Uryu, Hokkaido
Rice paddies stretch across the flat plain north of the Ishikari basin, and on a clear day the ridgeline of Shosanbetsu-dake rises behind them — a solid presence that shapes everything grown and walked around here. Uryu-cho sits at the edge of that agricultural plain, its main streets quiet on a weekday, the surrounding fields carrying the logic of the place more plainly than any sign.
The town's particular produce arrives in two registers: the sweetness of Shosanmetsu melon in summer, and the quieter, more medicinal note of Amachaduru tea — a vine cultivated here since the 1980s and still processed into what the town calls its own. A pure-rice ginjo sake, labeled simply *Uryu*, is also made here, rooted in the same rice culture that covers the surrounding lowland. These are not exports designed for tourist shops; they exist because the land produces them.

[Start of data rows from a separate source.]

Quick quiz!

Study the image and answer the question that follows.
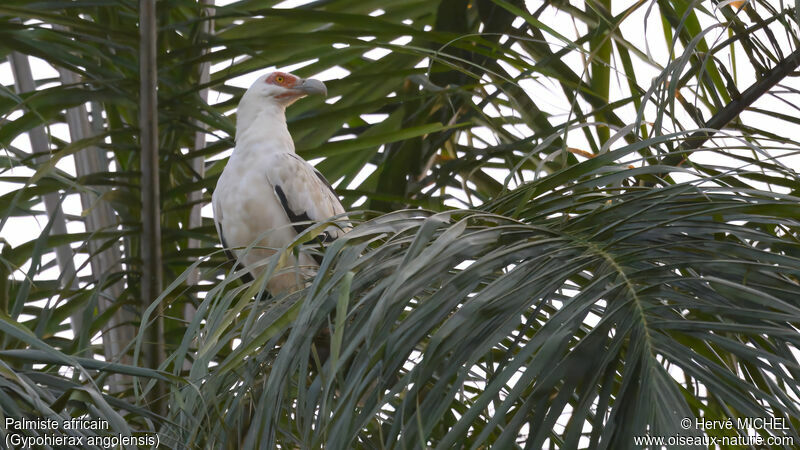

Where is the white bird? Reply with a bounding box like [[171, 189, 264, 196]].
[[211, 72, 344, 295]]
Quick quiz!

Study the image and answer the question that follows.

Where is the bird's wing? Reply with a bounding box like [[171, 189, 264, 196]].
[[267, 153, 344, 241]]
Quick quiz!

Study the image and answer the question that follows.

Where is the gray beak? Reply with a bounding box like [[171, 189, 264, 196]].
[[295, 78, 328, 97]]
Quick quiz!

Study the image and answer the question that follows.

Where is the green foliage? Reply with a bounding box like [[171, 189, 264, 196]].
[[0, 0, 800, 449]]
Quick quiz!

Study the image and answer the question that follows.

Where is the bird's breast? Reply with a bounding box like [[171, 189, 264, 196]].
[[214, 161, 294, 248]]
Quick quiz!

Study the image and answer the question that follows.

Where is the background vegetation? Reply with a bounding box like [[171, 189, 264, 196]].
[[0, 0, 800, 449]]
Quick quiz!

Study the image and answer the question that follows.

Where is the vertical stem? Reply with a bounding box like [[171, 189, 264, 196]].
[[139, 0, 164, 412]]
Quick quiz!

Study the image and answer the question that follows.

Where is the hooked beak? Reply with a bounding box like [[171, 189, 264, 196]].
[[294, 78, 328, 97]]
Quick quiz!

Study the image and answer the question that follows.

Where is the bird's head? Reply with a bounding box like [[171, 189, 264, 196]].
[[242, 72, 328, 107]]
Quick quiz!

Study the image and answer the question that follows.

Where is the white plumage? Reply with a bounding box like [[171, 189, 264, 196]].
[[212, 72, 344, 295]]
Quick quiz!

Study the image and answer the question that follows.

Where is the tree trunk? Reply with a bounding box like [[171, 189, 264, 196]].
[[139, 0, 164, 413]]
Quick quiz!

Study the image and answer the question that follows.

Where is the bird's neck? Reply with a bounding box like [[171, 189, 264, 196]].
[[234, 102, 294, 157]]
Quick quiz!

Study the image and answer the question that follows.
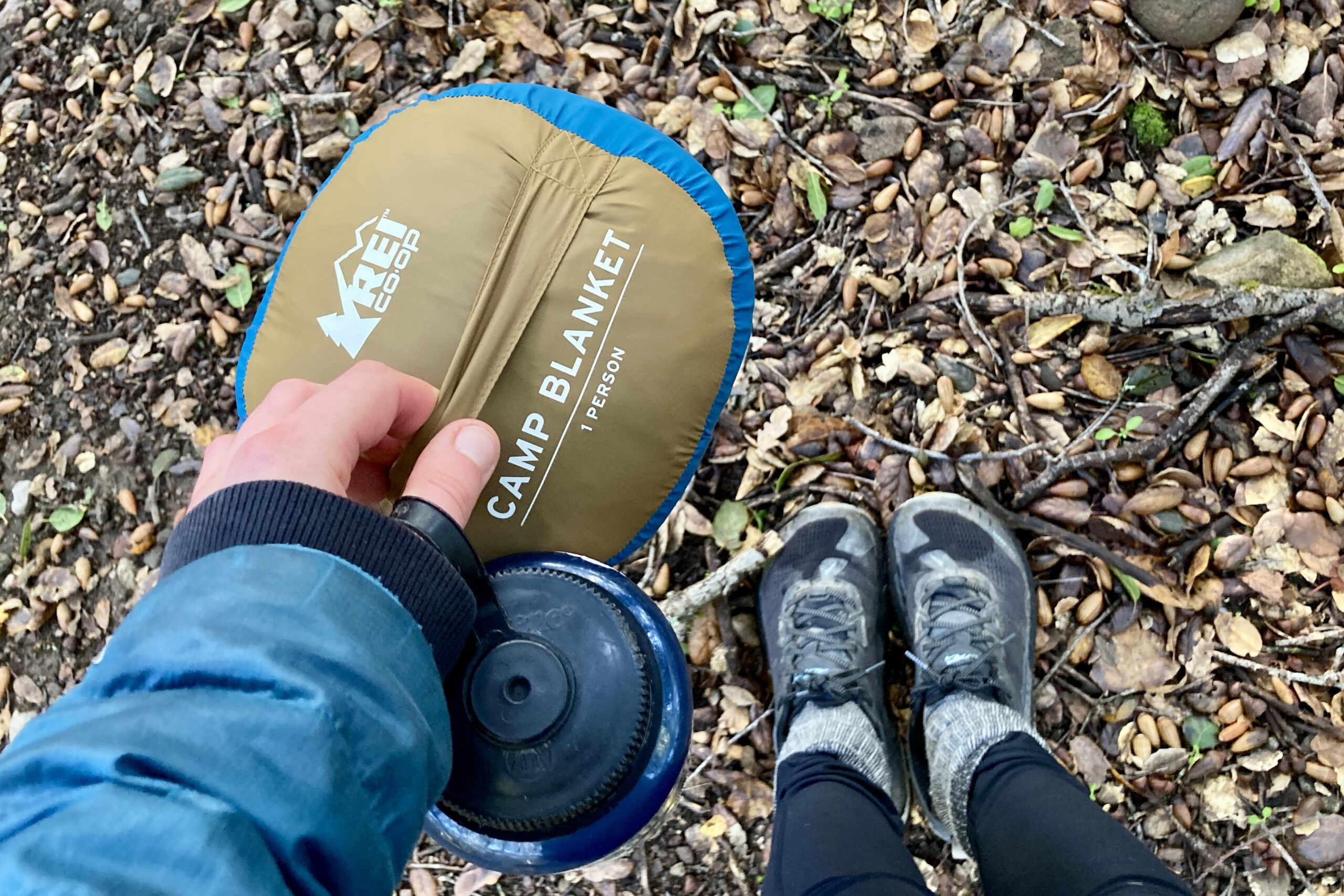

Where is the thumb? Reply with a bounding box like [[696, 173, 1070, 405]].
[[403, 420, 500, 526]]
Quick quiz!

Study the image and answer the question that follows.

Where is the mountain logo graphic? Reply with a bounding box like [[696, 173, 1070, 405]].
[[317, 211, 419, 357]]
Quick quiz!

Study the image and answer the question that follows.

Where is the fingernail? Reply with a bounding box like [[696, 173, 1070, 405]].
[[453, 426, 499, 470]]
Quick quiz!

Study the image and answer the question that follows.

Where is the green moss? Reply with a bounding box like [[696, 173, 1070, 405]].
[[1125, 102, 1172, 149]]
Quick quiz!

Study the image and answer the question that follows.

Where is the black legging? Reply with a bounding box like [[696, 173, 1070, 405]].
[[762, 735, 1190, 896]]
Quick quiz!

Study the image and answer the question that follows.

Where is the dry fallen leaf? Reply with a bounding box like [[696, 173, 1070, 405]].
[[1080, 355, 1124, 402], [1091, 625, 1180, 693], [1027, 314, 1083, 351], [1214, 613, 1265, 657]]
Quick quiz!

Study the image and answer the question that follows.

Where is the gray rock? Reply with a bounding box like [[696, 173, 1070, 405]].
[[1190, 230, 1335, 289], [1129, 0, 1246, 47], [857, 115, 915, 161], [1040, 19, 1083, 81]]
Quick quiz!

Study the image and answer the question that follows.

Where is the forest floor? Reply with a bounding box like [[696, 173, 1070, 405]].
[[0, 0, 1344, 896]]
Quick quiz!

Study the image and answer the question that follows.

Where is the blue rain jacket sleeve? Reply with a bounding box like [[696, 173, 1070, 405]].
[[0, 483, 473, 896]]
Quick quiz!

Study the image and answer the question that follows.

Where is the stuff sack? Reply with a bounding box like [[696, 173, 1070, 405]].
[[237, 85, 753, 562]]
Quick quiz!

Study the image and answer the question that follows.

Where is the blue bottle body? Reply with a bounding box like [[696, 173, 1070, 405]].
[[425, 552, 691, 874]]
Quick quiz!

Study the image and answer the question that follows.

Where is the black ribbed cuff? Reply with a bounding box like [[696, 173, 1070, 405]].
[[160, 481, 476, 676]]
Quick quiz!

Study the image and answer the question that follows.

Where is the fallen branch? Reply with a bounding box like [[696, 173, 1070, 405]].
[[1214, 650, 1344, 688], [1013, 290, 1344, 508], [845, 416, 1049, 463], [967, 286, 1344, 331], [958, 466, 1161, 586], [658, 532, 783, 638]]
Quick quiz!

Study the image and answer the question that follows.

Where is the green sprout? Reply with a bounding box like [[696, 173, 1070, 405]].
[[808, 0, 854, 22], [1097, 414, 1144, 442], [1125, 102, 1172, 149], [812, 69, 849, 118]]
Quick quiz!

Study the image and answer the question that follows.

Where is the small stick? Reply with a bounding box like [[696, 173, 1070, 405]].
[[215, 226, 285, 255], [958, 466, 1160, 586], [710, 54, 838, 177], [649, 0, 686, 79], [1214, 650, 1344, 688], [658, 532, 783, 638], [1013, 290, 1344, 508], [681, 707, 774, 788], [1059, 177, 1148, 286], [845, 416, 1048, 463], [1265, 830, 1321, 896], [1032, 605, 1116, 693]]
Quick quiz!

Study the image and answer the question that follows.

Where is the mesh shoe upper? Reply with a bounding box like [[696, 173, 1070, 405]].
[[887, 493, 1035, 838], [757, 504, 907, 811]]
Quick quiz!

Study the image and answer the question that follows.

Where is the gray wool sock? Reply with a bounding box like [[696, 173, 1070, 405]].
[[925, 693, 1049, 856], [774, 702, 895, 799]]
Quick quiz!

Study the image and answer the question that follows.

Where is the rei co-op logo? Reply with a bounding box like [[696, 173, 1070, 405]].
[[317, 211, 419, 357]]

Above the flat fields, the Uryu-numa wetland climbs into a different terrain entirely — a highland bog registered under the Ramsar Convention, dotted with pools and crossed by alpine plants that change through the season. The ascent to it requires effort and, from the trailhead, a taxi. At the wetland's edge, Shosanbetsu-dake stands at the far boundary of the view. Down in the town, the calligrapher Tsuji Kyoun's gallery, Bokkyo, holds a quieter kind of attention — brushwork in a small museum opened a decade ago, where the ink and the silence feel continuous with the spare landscape outside.